De la Nature et du Capitalisme

Quelle émancipation pour l’humain

 

Nous entrons dans des temps privilégiés où l’ombre du péril, apparaît en filigrane des gros dégâts d’envergure planétaire, déjà accomplis ou annoncés (Pollutions diverses, changement climatique, disparition des forêts tropicales primaires, érosion de la biodiversité,…). Ces désastres compris par tous comme directement induits par le capitalisme triomphant, commencent à rendre l’opinion publique moins hostile, plus perméable, en un mot plus attentive aux thèses de ceux qui, hier encore, effrayaient le plus grand nombre. Depuis des décennies ils s’insurgent avec force contre tous les pouvoirs cautionnant les dérives de la société industrielle - marchande et annoncent dans le même mouvement que la « vraie vie est ailleurs ! ».

 

Les trois révolutions : Copernicienne, Darwinienne et Psychanalytique des derniers siècles, ont permis à l’Homme de mieux comprendre sa place dans la Nature. Paradoxalement les valeurs archaïques posées par nos ancêtres à l’aube de l’humanité, en réponse au choc entre Conscience et Rigueur des Lois Naturelles, non compréhensibles à l’époque (volcanisme, orages, entropie, souffrance, perte, mort, …), n’ont pas été ébranlées pour autant.

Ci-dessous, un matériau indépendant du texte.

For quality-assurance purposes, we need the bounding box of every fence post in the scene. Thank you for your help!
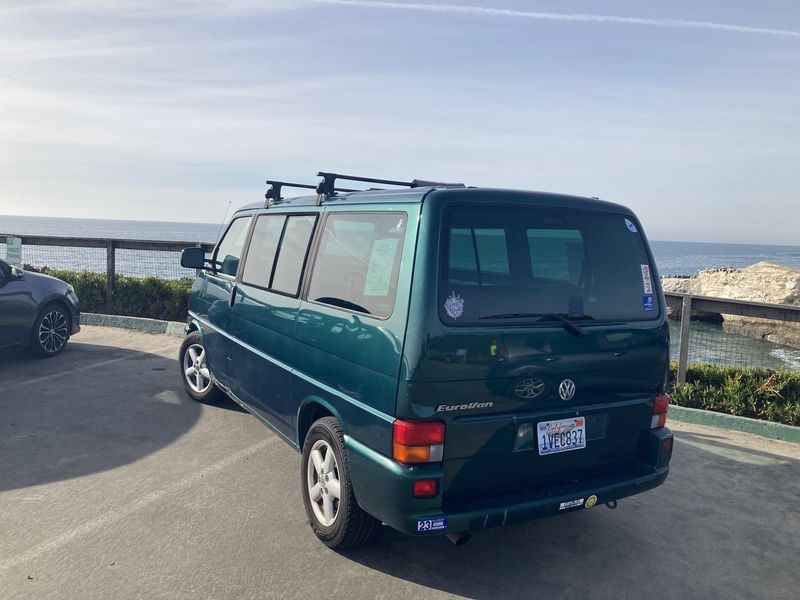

L’Homme a déjà payé un très lourd tribu pour avoir établi par commodité ses civilisations sur des bases frelatées : croyances, illusions, obscurantismes, … Ivre de son génie, aveuglé, il continu à dénier la réalité et se prête donc d’autant mieux, même dans les domaines apparemment les plus artificiels, au « jeu » de la Nature « omnipuissante », en pensant naïvement qu’il est le maître à bord.

 

Depuis la moitié du néolithique l’humain est auto-centré sur lui-même. Plus tard, face à toutes choses, minérales ou organiques, l’occidental a auto-proclamé sa supériorité. Orgueilleux, outrecuidant et nombriliste, il a semé sa culture désastreuse partout ou c’était possible sur le globe. Les habitudes acquises au cours des siècles d’exploitation de l’Homme par l’Homme l’ont naturellement préparé de générations en générations à effectuer le fameux saut évolutif de la première moitié du XXième siècle : avènement de la société marchande dans laquelle nous sommes maintenant englués et qui engendre des dégâts à tous les niveaux. Ce système fallacieux génère les richesses en exploitant notre part sombre. Dans ce nouveau rapport à la marchandise ou la notion de besoin est contournée, les mécanismes inconscients : désirs, fantasmes, …, formant à l’endroit de l’humain, les « ressorts intimes du vivant », sont mis à contribution pour transformer l’individu en consommateur insatiable et citoyen docile.

 

La boucle dont la séquence de base : désir – plaisir – plénitude – manque – re-désir etc… perçue comme le phénomène central de l’humain est une version évoluée du mécanisme fondamental du vivant se déclinant d’espèces en espèces depuis des centaines de millions d’années. Ce n’est probablement pas un hasard si la société de marché, actuellement dominante à l’échelle terrestre exploite chez l’humain le « moteur » essentiel et solide de tout processus biologique faisant que la vie ne s’est jamais éteinte sur la planète en 3.5 milliards d’années d’évolution. Serait-ce cette perception qui fait dire à Alain Minc une formule apparemment iconoclaste : « Le capitalisme ne peut s’effondrer, c’est l’état naturel de la société. La démocratie n’est pas l’état naturel de la société, le marché oui » ?

 

Ainsi, nous entrons dans des temps privilégiés où des analyses audacieuses du phénomène humain, pur produit d’une Nature sans état d’âme, peuvent se faire jour en vue de proposer des nouvelles voies pour notre futur. Les dégâts écologiques macroscopiques et les désastres affectant l’Homme, conséquences du système marchand dominant, constituent un problème qui ne peut être pensé seulement avec les moyens intellectuels classiques. Pour aborder notre avenir, une nouvelle lecture de l’Homme doit être accomplie. Une autre dimension de l’écologie, plus fine, plus délicate est aujourd’hui indispensable : elle implique en particulier la prise en considération du fonctionnement mental de l’Homme, dans ses rapports à la Nature, depuis l’avènement de la conscience.